Mash Schedule: BIAB, Medium Body, Dunk Sparge
Total Grain Weight: 7 lbs 14.0 oz
----------------------------
Name                       Description                             Step Temperat Step Time     
Mash In                    Add 8.51 qt of water at 170.9 F         152.0 F       60 min       
Mash Out and Sparge        Add 11.80 qt of water at 181.5 F        168.0 F       15 min       



The second batch turned out even tastier than the first; I used the same basic procedure with the chestnuts as I did on the first. I have a few bottles of this left and I'm still milking it :)

I also did a test using 50:50 chestnuts to pale malt. Basically, I was trying to measure the actual extraction from the chestnuts, since I knew (roughly) what the pale malt would give up, and everything beyond that had to be the chestnuts. This was all a precursor to brewing this semi-commercially.
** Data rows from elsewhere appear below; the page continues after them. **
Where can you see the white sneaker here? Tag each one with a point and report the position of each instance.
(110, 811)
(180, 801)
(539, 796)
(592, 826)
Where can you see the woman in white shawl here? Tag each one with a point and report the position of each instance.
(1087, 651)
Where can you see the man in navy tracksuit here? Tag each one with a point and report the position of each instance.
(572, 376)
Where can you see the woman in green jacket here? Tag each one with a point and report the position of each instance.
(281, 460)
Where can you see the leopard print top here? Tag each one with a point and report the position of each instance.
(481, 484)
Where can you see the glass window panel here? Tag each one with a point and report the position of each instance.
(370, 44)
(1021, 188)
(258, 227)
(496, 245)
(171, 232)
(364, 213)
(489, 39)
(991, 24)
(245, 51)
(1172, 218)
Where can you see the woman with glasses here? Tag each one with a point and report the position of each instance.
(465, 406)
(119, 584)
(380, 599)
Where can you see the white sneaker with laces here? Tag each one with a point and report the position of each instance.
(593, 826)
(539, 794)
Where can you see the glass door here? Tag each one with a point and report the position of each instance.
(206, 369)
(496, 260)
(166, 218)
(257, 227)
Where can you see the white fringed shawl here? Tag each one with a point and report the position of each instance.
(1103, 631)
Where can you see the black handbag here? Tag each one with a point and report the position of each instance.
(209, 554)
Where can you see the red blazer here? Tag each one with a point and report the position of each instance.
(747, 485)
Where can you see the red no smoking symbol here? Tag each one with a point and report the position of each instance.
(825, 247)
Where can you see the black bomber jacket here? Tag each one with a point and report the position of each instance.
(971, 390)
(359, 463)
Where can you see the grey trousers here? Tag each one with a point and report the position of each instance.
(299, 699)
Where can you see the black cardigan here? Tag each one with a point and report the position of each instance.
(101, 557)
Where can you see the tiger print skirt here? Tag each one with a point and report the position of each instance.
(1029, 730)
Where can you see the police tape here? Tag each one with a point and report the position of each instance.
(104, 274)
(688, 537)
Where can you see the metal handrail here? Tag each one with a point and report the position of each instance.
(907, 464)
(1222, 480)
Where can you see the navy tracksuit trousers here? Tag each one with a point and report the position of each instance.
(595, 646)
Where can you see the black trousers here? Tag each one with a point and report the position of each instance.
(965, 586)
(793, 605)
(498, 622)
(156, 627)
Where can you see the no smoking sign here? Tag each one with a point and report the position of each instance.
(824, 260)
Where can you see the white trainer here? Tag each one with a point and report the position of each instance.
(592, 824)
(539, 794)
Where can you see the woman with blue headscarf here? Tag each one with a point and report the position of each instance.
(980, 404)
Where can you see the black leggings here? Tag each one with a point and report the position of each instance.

Last April, I did a one barrel batch of the above recipe (or very similar to it; only had Briess malts to choose from) at a small local brewery. The beer turned out great and was pretty popular--it sold out in no time. I'm now an assistant brewer there and will eventually be the pub brewer, as we're expanding to add a bigger production facility. I don't know that we'll ever step up to a 15-barrel batch of it, but I intend to do it again at the pub :)

Let me know if you need any other information--thanks again for asking!